We set default values for some global hyperparameters, but feel free to change these during development as needed.

In [16]:
# Global hyperparameters
SMALL_ITERS = 1000
LARGE_ITERS = 2000
EVAL_ITERS = 100
CONTEXT_WINDOW_SIZE = 256

## Part 0: Preprocessing

### 0.1: Loading and preprocessing the dataset


The first step is to download the dataset. We will be using a dataset from Andrej Karpathy consisting of a subset of works from Shakespeare.

The dominant mode for preprocessing textual data is to tokenize it; that is, to split the dataset into a finite vocabulary of tokens. Then, we can set up a dictionaries mapping from counting numbers (representing tokens) to tokens and vice versa. Tokens can be characters, or words, or subwords; in fact, the "best" way to tokenize text is an active area of research.
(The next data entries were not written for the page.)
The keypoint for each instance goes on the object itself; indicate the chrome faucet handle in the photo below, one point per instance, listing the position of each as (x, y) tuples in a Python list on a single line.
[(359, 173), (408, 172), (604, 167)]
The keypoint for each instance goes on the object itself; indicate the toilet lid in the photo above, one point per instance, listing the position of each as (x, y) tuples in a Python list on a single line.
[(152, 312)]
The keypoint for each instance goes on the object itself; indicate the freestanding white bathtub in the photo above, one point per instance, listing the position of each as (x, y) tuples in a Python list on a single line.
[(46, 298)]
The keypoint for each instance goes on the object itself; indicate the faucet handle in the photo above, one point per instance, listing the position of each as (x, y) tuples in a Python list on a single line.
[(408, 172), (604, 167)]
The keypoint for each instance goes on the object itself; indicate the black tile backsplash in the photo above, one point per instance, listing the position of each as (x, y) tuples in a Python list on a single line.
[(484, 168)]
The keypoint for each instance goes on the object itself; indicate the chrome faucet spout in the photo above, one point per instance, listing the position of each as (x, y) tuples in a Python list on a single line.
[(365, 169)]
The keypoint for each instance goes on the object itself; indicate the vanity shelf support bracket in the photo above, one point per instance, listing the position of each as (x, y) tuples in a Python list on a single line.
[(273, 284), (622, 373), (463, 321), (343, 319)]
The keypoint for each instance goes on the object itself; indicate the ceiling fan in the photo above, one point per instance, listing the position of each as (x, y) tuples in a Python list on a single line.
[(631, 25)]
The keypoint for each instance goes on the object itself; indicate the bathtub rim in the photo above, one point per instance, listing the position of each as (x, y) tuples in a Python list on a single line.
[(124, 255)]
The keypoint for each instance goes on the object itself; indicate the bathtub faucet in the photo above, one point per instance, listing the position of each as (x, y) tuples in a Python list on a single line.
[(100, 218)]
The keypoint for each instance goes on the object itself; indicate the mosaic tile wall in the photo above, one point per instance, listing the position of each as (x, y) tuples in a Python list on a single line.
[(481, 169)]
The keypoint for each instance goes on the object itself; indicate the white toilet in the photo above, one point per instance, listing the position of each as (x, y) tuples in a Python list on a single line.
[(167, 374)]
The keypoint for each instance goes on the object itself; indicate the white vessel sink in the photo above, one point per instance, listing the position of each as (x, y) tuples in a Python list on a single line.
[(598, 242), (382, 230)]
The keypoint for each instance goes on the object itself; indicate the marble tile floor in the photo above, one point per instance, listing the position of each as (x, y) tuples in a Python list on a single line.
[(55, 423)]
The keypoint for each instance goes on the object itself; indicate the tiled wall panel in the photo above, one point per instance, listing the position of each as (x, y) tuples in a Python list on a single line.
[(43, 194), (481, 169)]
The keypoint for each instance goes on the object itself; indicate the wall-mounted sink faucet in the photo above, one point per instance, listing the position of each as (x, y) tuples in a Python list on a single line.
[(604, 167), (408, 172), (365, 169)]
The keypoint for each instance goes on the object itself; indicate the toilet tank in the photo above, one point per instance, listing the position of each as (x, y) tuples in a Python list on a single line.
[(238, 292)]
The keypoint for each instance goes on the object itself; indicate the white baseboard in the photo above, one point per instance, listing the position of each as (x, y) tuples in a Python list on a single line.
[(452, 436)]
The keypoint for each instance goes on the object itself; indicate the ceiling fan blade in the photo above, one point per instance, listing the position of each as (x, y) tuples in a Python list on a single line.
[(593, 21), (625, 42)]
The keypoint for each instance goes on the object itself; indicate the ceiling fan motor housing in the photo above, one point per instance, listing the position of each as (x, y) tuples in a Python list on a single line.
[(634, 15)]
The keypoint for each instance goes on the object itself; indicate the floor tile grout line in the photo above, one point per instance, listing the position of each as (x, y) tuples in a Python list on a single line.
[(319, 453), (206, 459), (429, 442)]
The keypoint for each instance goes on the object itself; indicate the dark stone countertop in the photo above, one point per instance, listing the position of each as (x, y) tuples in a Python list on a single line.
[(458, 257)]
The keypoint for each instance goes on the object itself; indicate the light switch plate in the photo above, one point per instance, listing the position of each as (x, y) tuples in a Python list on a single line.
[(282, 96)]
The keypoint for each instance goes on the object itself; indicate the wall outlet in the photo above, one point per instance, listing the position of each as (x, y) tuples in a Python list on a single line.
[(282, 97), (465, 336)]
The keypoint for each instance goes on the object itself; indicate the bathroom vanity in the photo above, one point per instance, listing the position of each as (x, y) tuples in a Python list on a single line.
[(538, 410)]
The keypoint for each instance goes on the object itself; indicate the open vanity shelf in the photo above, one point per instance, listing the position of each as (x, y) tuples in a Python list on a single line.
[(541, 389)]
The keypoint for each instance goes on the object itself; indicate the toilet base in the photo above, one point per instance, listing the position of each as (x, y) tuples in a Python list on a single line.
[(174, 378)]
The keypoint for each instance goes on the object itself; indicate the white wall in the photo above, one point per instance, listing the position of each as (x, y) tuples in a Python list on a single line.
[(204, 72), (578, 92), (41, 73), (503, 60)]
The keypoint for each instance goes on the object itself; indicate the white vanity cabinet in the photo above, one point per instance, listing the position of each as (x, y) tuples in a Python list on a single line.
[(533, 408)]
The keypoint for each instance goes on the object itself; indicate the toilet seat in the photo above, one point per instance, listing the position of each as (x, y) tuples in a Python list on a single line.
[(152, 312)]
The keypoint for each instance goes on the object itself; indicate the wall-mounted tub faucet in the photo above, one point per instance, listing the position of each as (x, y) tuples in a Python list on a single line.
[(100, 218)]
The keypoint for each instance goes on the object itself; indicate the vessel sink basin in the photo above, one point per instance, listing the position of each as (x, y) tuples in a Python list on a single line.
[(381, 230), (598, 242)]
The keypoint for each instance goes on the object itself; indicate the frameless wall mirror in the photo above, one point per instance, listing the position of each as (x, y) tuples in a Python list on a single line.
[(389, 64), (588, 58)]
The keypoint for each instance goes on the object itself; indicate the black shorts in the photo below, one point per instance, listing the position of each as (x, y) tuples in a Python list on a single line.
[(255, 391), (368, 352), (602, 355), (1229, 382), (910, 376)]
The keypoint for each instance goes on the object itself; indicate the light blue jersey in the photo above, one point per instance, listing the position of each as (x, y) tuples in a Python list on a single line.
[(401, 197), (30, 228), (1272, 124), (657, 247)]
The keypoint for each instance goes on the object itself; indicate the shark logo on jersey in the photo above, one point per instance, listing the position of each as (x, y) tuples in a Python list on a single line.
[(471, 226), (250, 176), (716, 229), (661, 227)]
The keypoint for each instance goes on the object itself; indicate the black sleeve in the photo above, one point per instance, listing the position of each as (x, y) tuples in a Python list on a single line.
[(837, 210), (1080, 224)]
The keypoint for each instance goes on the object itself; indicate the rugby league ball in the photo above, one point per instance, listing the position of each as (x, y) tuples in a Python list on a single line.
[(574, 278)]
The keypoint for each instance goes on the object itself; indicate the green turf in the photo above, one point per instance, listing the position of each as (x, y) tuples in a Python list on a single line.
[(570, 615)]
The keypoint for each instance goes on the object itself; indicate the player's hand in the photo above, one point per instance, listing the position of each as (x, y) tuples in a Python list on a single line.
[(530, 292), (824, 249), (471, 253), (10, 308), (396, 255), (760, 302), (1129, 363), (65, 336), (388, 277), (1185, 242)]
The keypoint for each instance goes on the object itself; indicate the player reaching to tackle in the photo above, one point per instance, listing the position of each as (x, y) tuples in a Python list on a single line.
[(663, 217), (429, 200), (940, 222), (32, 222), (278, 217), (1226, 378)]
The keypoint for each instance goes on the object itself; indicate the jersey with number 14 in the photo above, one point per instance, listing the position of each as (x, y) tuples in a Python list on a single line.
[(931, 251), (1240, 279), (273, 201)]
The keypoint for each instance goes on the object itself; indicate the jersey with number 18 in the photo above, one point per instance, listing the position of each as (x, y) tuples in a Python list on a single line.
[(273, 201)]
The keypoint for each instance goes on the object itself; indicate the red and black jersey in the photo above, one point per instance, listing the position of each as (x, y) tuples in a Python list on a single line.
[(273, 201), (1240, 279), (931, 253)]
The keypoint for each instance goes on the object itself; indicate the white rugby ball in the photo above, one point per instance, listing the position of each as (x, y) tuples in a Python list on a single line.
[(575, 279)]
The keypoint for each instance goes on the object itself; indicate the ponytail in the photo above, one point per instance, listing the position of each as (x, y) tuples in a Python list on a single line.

To keep things simple, we'll tokenize the text on a per-character level.

In [17]:
# download the tiny shakespeare dataset
input_file_path = 'input.txt'

if not os.path.exists(input_file_path):
    data_url = 'https://raw.githubusercontent.com/karpathy/char-rnn/master/data/tinyshakespeare/input.txt'
    with open(input_file_path, 'w') as f:
        f.write(requests.get(data_url).text)

with open(input_file_path, 'r') as f:
    data = f.read()
print(f"length of dataset in characters: {len(data):,}")

length of dataset in characters: 1,115,394


# Tokenizer Classes

In [35]:
class Tokenizer:
    def __init__(self, data):
        self.data = data
        self.stoi = {}
        self.itos = {}
        self.vocab_size = 0
        self.train_data = None
        self.val_data = None

    def encode(self, s):
        return [self.stoi[c] for c in s]

    def decode(self, l):
        return ''.join([self.itos[i] for i in l])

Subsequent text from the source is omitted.